Com uma campanha de marketing opressiva, Scream Queens é a aposta teen depois que Glee chegou ao final em março passado. Murphy e sua equipe - com um tino comercial e uma consciência de cultura pop impressionantes - trataram de manter Lea Michele na folha de pagamento, trocaram Emma Roberts de produto e ainda conseguiram fazer com que nomes de muito apelo no mundo adolescente como Nick Jonas e Ariana Grande topassem fazer participações. O sucesso da série virou uma coisa praticamente iminente.

Bitches Better Beware

O clima e a referência dos anos 1990 dentro da narrativa estão presentes o tempo todo e são assumidos logo no teaser de abertura. A trama de Scream Queens começa em 1995, quando uma das integrantes da fraternidade feminina Kappa Kappa Tau dá a luz no meio de uma festa e morre em seguida. O evento obviamente será o catalisador das motivações do assassino que surge em 2015 vestido de capeta, matando preferencialmente todas que estão dentro da fraternidade ou envolvidas com ela de alguma forma.

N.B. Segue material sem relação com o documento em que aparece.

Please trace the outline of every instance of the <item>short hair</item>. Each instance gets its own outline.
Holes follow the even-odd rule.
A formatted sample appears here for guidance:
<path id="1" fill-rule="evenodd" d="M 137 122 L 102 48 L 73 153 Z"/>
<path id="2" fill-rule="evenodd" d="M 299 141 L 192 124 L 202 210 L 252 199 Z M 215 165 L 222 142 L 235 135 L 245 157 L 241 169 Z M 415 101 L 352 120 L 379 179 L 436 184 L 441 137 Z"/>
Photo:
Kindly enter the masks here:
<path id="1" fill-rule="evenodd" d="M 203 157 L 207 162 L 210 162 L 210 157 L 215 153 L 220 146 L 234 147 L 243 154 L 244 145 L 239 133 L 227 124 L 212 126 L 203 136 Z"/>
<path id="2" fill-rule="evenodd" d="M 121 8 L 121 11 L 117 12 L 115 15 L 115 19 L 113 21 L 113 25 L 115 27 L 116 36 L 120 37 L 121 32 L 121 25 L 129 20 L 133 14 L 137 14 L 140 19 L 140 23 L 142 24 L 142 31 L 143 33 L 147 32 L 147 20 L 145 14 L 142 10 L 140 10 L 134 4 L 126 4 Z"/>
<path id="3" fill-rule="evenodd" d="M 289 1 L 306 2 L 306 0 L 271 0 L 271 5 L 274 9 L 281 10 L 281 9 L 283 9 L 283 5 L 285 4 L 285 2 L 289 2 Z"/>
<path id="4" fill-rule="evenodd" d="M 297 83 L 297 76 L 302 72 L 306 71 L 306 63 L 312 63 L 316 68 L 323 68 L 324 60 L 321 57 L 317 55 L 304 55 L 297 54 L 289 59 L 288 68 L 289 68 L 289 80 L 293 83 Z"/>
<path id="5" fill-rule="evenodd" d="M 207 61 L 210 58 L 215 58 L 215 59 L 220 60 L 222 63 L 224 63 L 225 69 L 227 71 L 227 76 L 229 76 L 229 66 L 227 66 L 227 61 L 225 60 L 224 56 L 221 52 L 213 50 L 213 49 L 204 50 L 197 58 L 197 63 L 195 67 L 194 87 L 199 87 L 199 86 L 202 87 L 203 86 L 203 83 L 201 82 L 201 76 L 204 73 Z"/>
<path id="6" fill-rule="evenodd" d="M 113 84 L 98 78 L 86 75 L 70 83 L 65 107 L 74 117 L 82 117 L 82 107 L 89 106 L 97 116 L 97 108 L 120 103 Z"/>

No nosso tempo, a fraternidade é comandada por Chanel (Roberts), que no seu reinado baseado em intimidação, transforma a casa num quartel-general de humilhações e suas colegas em súditas sem nome (todas são chamadas de Chanel número 1, 2 e por aí adiante). Como já é bem característico desse tipo de trama, as fraternidades são exemplificadas como santuários do mais puro hedonismo. A futilidade permeia tudo e as regras de popularidade são as únicas coisas levadas a sério pelos personagens.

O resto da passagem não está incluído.